# Heresy-Online's Expeditious Stories 14-12: Flight Voting



## Dave T Hobbit (Dec 3, 2009)

​

Congratulations to all of you who participated in this month's competition and making it a success! Thank you all as well, for helping to add colour to the already exceptional fanfic forum here on Heresy. Hopefully in the following months, we can continue to build up interest and maybe bring some more fresh blood to HO's fanfic forums.

Voting works as such:
Each reader (not just writers) can cast three votes, ranking them 1st, 2nd, and 3rd. Feel free to share your thoughts, comments, or brief reviews on the stories as well, since each of the writers worked hard to get their entries up.

Scoring works like this:
1st place: 3 pts
2nd place: 2 pts
3rd place: 1 pt

*When you vote, ensure that you vote in the following format:*
1st Place: Author, Name of Story, 3 pts
and so on.

Unfortunately, to prevent any possible dramas, you cannot vote for your own story. If there are fewer than four entries, entrants therefore do not have to cast all three votes.

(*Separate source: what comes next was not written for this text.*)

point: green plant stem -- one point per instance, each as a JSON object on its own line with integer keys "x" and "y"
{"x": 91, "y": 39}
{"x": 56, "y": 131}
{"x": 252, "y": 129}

Additionally, if you wrote a story, you must vote! As the competition grows, I think it is necessary to point this out. If you enter but do not vote, any votes for your story(ies) will not be counted.

By the end of the voting period, all votes will be tallied and a winner declared.

Once this winner is declared, the winning story will be placed into the Winning HOES thread which has been stickied in this forum. The winning writer will be awarded the Lexicanum's Crest (seen above!) forum award for fiction excellence during the quarterly Awards.

Just to emphasize again, _you do not need to have written a story to cast your votes!_ The more people that cast their votes, the better!

The deadline for voting will be *midnight* *GMT 10th January 2015*. At that time this thread will be completed, and the winner declared.

The rewards for entering/winning are:
Participation - 1 reputation point
3rd Place - 2 reputation points
2nd Place - 3 reputation points
1st Place - 4 reputation points

Here are the entries from HOES 14-12:

*Table of Contents*

Skydancers - YeOldeGrandma

One Less Challenge - andygorn​


----------



## andygorn (Apr 1, 2011)

1st place = 3 points = "Skydancers" by YeOldeGrandma

I thought this was an intriguing story which made me want to read more.


----------



## YeOldeGrandma (Aug 18, 2013)

1st Place: andygorn, One Less Challenge, 3 pts

A very well-written piece with a wonderfully dark feel to it.


----------



## Myen'Tal (Sep 4, 2009)

YeOldeGrandma, Skydancers, 3pts
Andygorn, One Less Challenge, 2 pts


----------



## Dave T Hobbit (Dec 3, 2009)

Applaud politely for:

First: *YeOldeGrandma*
Second: *andygorn*


----------